Supplementary Figure 6: Properties of base editors derived from enAsCas12a and Cas12a orthologs.

(a) Schematic of dCas12a base-editor (BE) constructs with varying NLS and linker compositions. NLS(sv), SV40 nuclear localization signal; NLS(nuc), nucleoplasmin nuclear localization signal; gs, glycine-serine peptide linker; rAPO1, rat APOBEC1; UGI, uracil glycosylase inhibitor. (b) Fold-change in cytosine to thymine (C-to-T) editing compared to the untreated control across all Cs in the 20 nt spacers of 8 target sites. (c) Influence of identity of the preceding (5’) base on C-to-T editing efficiency across eight target sites (see Fig. 3h) is plotted for all Cs in the window encompassing the -14 to +30 region of each target site (an additional 10 nt upstream of the 4 nt PAM and 10 nt downstream of the 20 nt spacer sequence; see Supplementary Table 3). (d) Analysis of edit purity at six selected cytosines across five target sites. The fraction of each non-C identity is plotted over the sum of all non-C occurrences at that position for each BE construct. Bkgd, distribution of nucleotide substitutions or deletions in control samples.

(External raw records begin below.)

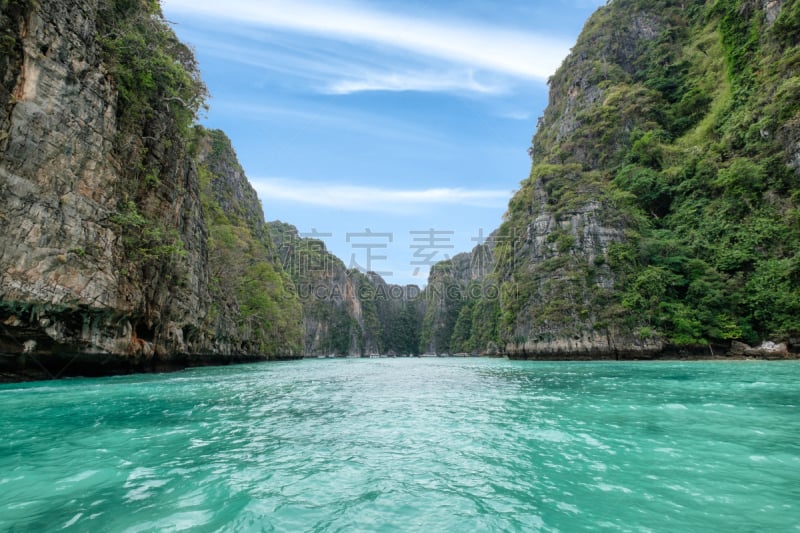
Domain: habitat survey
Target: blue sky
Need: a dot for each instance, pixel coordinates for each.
(397, 129)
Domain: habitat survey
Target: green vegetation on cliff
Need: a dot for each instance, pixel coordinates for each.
(246, 281)
(663, 206)
(345, 311)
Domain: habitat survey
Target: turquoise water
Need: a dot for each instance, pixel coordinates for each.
(407, 445)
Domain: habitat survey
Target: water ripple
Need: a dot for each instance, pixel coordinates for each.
(410, 445)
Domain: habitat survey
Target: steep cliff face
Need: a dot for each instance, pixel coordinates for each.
(254, 308)
(103, 254)
(346, 312)
(660, 214)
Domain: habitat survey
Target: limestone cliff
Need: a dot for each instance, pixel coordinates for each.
(104, 250)
(346, 312)
(659, 216)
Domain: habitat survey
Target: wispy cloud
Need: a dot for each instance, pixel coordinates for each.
(374, 199)
(477, 46)
(414, 81)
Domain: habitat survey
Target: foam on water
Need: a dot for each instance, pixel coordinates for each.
(408, 445)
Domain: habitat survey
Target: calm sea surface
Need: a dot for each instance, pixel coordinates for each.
(408, 445)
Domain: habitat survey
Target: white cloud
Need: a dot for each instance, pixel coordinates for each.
(374, 199)
(414, 81)
(497, 49)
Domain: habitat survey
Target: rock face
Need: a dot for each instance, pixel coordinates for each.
(345, 311)
(669, 141)
(104, 249)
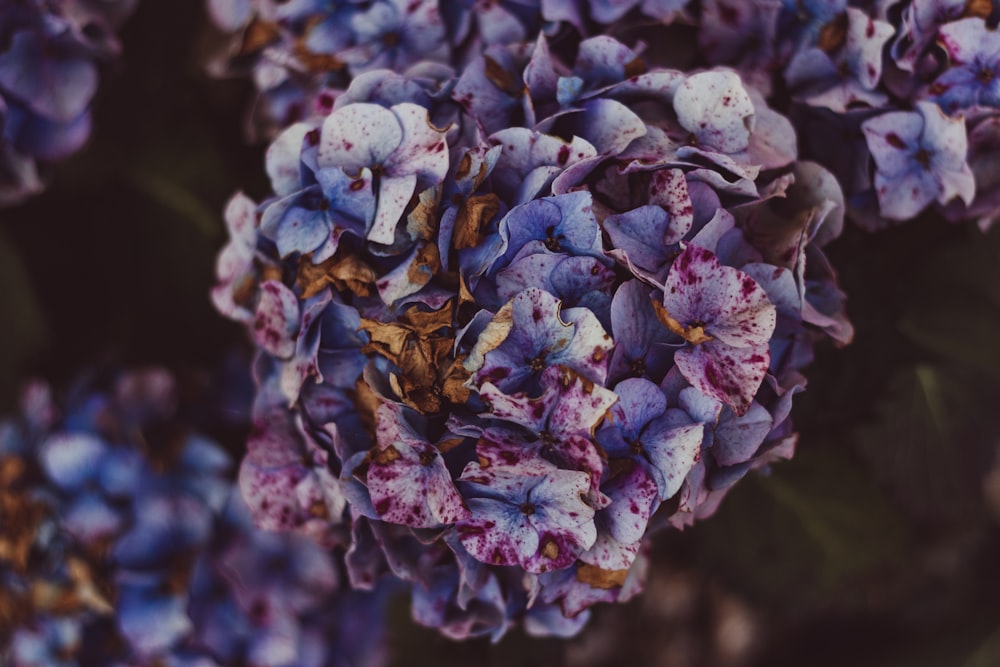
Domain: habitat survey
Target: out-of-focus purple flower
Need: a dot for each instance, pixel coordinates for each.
(839, 76)
(192, 581)
(971, 79)
(50, 54)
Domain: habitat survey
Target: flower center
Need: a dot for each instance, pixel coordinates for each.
(551, 240)
(923, 158)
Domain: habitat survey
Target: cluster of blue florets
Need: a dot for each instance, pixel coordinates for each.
(518, 306)
(522, 294)
(51, 53)
(124, 542)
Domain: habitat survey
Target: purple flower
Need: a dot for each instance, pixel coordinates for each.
(727, 320)
(840, 76)
(398, 145)
(407, 477)
(530, 334)
(971, 79)
(919, 158)
(530, 515)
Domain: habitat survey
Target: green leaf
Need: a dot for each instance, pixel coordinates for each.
(801, 533)
(931, 430)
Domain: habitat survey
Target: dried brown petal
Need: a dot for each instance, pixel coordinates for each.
(693, 334)
(597, 578)
(347, 272)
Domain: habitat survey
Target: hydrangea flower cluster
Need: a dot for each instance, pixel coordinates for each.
(302, 53)
(908, 87)
(124, 543)
(897, 98)
(50, 52)
(511, 321)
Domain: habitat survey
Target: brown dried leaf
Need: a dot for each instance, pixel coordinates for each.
(474, 214)
(347, 272)
(595, 577)
(389, 340)
(20, 516)
(454, 388)
(426, 322)
(258, 35)
(425, 265)
(694, 334)
(366, 401)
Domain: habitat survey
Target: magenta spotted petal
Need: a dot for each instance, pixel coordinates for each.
(728, 320)
(568, 405)
(641, 429)
(622, 524)
(715, 108)
(276, 322)
(920, 157)
(530, 515)
(407, 478)
(530, 334)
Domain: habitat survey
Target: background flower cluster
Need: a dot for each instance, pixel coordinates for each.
(523, 285)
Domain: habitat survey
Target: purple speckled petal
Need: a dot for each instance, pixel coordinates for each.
(357, 136)
(536, 520)
(738, 437)
(422, 150)
(525, 151)
(634, 498)
(283, 159)
(889, 137)
(728, 303)
(668, 188)
(716, 108)
(730, 374)
(671, 451)
(407, 478)
(568, 405)
(276, 321)
(608, 125)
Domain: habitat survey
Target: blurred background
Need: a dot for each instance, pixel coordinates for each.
(879, 544)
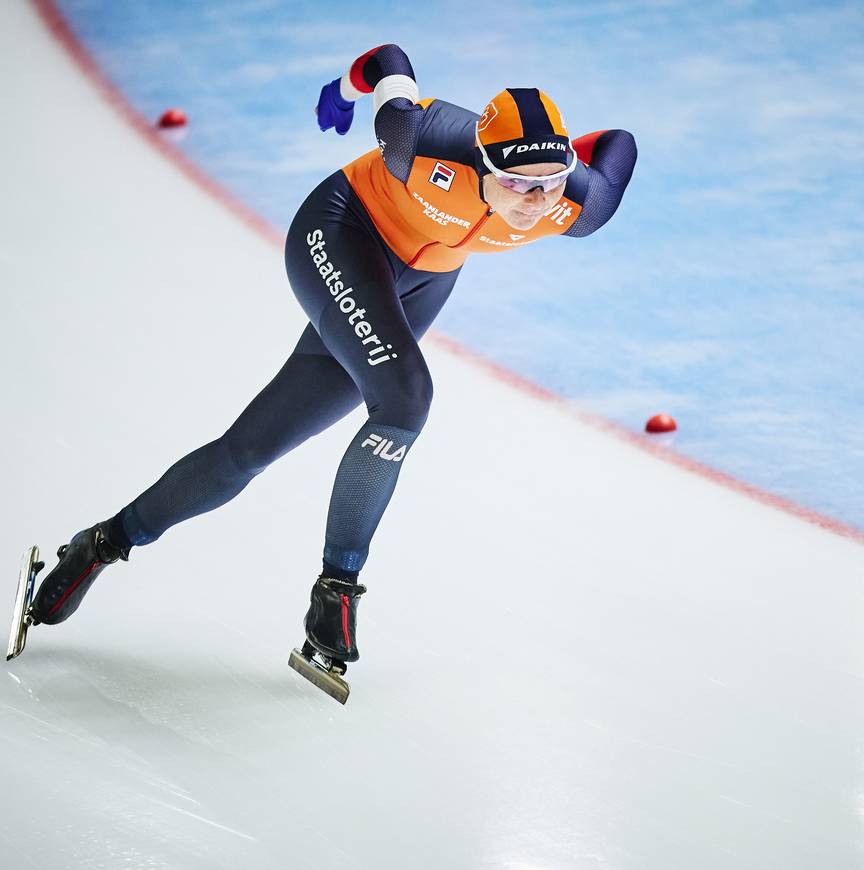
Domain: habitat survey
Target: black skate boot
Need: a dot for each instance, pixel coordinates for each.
(81, 562)
(331, 622)
(331, 636)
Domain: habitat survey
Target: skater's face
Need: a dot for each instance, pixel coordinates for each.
(522, 211)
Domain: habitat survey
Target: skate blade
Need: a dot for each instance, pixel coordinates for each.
(30, 566)
(333, 685)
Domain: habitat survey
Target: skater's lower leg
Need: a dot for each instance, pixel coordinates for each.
(308, 395)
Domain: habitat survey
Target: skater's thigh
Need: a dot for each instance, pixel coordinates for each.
(332, 249)
(310, 393)
(423, 295)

Mean and s.e.m. shown for n = 3. (e) Percent insertion or deletion mutation (indel) across sites targeted with dCas12a-BEs. Indels were calculated for each BE/crRNA pair by determining the percentage of alleles encoding an indel within the -14 to +30 window, not counting alleles with substitutions only. Mean and s.e.m. shown for n = 3.